Aug 17, 2019 | Updated: 07:24 AM EDT

Missions To Mars Dangerous Due To High Levels of Radiation

Jun 10, 2019 11:33 AM EDT

(Photo : PublicDomainPictures)

All of humanity safely resides in the Earth's magnetic bubble that protects it from anything harsh from space. Space agencies and astronauts are continuous looking for ways to the possibility of people starting a new life in the Moon or the neighboring planets like Mars. However, it is a must that it is emphasized that the radiation in the Red Planet in an unpleasant reality of that planet and for humans, exposure to it is just lethal.

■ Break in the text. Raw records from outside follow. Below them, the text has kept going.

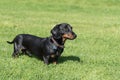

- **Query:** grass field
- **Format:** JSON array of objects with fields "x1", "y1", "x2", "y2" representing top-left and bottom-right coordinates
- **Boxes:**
[{"x1": 0, "y1": 0, "x2": 120, "y2": 80}]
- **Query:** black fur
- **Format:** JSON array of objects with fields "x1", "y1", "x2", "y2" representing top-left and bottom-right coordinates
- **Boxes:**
[{"x1": 7, "y1": 23, "x2": 76, "y2": 64}]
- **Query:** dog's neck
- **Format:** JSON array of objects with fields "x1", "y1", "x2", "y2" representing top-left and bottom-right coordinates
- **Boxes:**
[{"x1": 51, "y1": 37, "x2": 65, "y2": 48}]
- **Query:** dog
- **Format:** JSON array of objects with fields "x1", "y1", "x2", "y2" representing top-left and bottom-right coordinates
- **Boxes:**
[{"x1": 7, "y1": 23, "x2": 77, "y2": 64}]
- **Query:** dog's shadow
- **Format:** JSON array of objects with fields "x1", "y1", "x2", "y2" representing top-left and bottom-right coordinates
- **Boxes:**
[{"x1": 58, "y1": 56, "x2": 82, "y2": 63}]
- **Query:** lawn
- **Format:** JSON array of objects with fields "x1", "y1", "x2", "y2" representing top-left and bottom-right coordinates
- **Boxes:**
[{"x1": 0, "y1": 0, "x2": 120, "y2": 80}]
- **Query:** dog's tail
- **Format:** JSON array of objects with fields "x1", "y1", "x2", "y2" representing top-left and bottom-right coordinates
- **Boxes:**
[{"x1": 7, "y1": 41, "x2": 14, "y2": 44}]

Although there have been several attempts to send an orbiter in Mars, any attempt to send humans there would undoubtedly result in the development of a number of severe health concerns. The European Space Agency (ESA) is still looking into the possibility of sending humans to Mars but are taking precautionary measures and are seriously considering the radiation exposure in the building of the space rocket for astronauts.

People are mostly exposed to small levels of radiation on the surface of the Earth, but most of it is deflected by the Earth's natural protection through its thick atmosphere and the magnetic field that covers the outer part of the Earth. Mars doesn't have any of those protective covering; thus, it cannot provide protection to keep fragile organic objects safe. ESA revealed an estimate that astronauts who will be sent to a mission in Mars would be exposed to 700 times more radiation than what is present on Earth.

The astronauts that are staying in the International Space Stations (ISS) are already exposed to 200 times more radiation, considering that they are within controlled conditions. This rate of exposure is even higher than the exposure pilots are in and it's even higher than the exposure radiology technicians are exposed to in a lifetime. Mission control, on the other hand, makes sure that they abort any mission when solar events seem to threaten the exposure levels of the astronauts in space.

However, a long-term mission to Mars might not make it possible for precautionary measures to apply. Currently, ESA is working with a five-particle accelerator to simulate what cosmic radiation looks like by accelerating the atoms at the level of a significant fraction that imitates the speed of light. The testing done is not only aimed at analyzing how exposure to radiation could affect the human body, but it also aims to test new ways that its harsh effects can be blocked.

The desire to discover more about the planet Mars has always been fueled with good intentions. However, sending astronauts to Mars is the next few years remain to be a bit more premature.